Sunday, January 30, 2011

Another Brick in the Wall

Monday Cartoon Day.

In 1966 cartoonist Morrie Brickman created the first comic strip designed to go on the editorial page, The Small Society. Taking i's lead from President Johnson's Great Society, it focussed on the daily goings on in Washington. And it was pretty funny. Before that, he tried several other strips, including a similar one about the stock market - which appeared so irregulary in the one paper I could find it in, that I am not sure if it was even a daily. His earliest syndicated effort seems to have been a cartoon he did in 1954, which is not mentioned in the two biographies I have seen online. It was done in a pleasant and early variation of the 'modern' style and fits in very well with the original goals of this blog to show the early work of the modern cartoonists of the sixties. Or could this be another Brickman? I don't think so...
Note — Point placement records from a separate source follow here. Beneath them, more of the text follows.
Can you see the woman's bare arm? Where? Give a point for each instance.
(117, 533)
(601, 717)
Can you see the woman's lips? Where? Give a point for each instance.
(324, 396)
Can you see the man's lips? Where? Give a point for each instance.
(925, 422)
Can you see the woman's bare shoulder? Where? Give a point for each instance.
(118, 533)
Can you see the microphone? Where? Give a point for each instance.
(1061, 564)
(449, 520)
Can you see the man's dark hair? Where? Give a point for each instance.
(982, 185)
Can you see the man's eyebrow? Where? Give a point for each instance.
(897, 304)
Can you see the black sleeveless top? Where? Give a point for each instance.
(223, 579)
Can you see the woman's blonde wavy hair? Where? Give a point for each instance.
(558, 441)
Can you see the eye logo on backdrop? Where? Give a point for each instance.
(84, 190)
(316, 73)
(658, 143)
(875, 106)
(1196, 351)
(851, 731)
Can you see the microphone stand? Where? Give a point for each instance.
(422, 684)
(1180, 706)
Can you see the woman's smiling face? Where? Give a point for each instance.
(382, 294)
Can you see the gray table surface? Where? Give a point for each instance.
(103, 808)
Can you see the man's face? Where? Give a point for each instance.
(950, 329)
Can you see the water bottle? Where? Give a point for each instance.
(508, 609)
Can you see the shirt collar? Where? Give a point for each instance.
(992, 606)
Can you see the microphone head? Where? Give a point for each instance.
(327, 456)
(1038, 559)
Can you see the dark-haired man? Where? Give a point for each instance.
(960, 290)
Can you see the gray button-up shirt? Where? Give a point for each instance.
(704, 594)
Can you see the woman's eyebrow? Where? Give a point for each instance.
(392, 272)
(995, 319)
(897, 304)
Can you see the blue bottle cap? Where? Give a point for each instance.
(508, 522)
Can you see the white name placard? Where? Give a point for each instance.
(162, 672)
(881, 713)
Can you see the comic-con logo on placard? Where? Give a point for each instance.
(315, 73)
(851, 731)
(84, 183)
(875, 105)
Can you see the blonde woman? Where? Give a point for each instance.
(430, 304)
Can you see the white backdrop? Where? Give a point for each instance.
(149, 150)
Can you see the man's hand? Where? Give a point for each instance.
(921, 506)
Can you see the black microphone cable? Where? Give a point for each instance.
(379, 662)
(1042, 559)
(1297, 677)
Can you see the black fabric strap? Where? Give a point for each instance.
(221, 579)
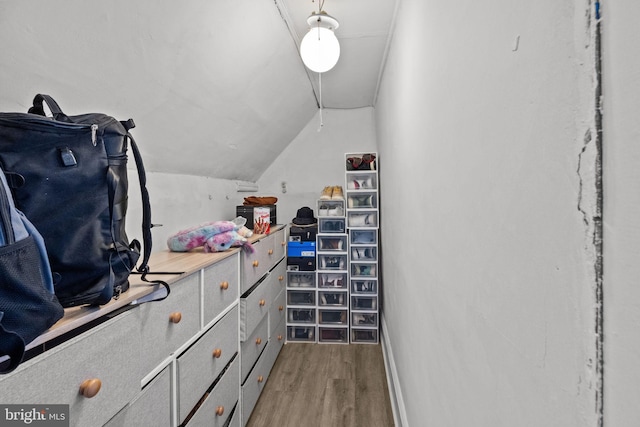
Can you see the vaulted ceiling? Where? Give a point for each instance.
(216, 87)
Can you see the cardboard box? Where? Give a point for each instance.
(252, 213)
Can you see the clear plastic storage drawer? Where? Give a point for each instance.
(364, 319)
(363, 302)
(332, 280)
(301, 315)
(334, 335)
(301, 333)
(364, 336)
(364, 287)
(337, 242)
(301, 298)
(336, 317)
(301, 279)
(331, 225)
(332, 262)
(337, 299)
(362, 219)
(363, 270)
(363, 237)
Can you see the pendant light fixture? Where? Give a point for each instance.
(320, 48)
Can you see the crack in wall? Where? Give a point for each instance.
(590, 202)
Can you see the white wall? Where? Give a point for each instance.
(487, 205)
(315, 159)
(179, 202)
(621, 211)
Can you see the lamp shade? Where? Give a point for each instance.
(320, 48)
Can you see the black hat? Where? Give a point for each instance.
(304, 216)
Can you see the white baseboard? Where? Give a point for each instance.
(395, 392)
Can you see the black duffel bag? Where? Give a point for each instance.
(68, 174)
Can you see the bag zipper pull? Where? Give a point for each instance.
(94, 134)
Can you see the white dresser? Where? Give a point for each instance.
(199, 357)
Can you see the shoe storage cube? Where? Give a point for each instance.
(362, 200)
(364, 335)
(364, 253)
(361, 180)
(363, 270)
(364, 319)
(363, 237)
(331, 225)
(301, 279)
(335, 317)
(332, 280)
(329, 208)
(327, 298)
(301, 315)
(364, 287)
(301, 297)
(332, 262)
(333, 335)
(336, 242)
(363, 302)
(301, 333)
(362, 219)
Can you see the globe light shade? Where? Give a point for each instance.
(320, 48)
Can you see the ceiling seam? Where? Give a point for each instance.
(284, 14)
(385, 54)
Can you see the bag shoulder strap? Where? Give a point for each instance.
(143, 267)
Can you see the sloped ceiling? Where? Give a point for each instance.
(216, 87)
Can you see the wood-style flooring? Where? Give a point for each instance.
(325, 385)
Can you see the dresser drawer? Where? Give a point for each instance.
(199, 366)
(254, 265)
(219, 403)
(251, 349)
(168, 324)
(151, 408)
(278, 338)
(277, 312)
(56, 376)
(277, 244)
(254, 308)
(256, 380)
(221, 287)
(277, 279)
(235, 418)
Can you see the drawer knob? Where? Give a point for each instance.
(90, 388)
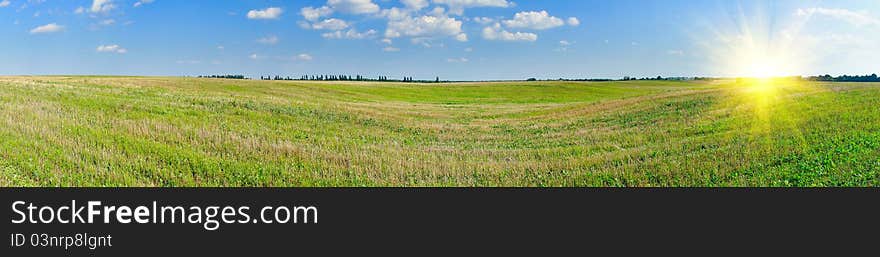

Blue Chips seems to have run from late 1962 to 1965.

















3 comments:

Unknown said...

Search your 1947 - 1954 archives for his "Pic-Trix" feature for an earlier syndicated panel.

Unknown said...

Search your 1947 - 1954 archives for his "Pic-Trix" feature for an earlier syndicated panel.

Ger Apeldoorn said...

Unfortunately, I knew it was on his list of achievements, but I couldn't find it. Another series of his is hard to find because it was called The Senator - too many hits on that one.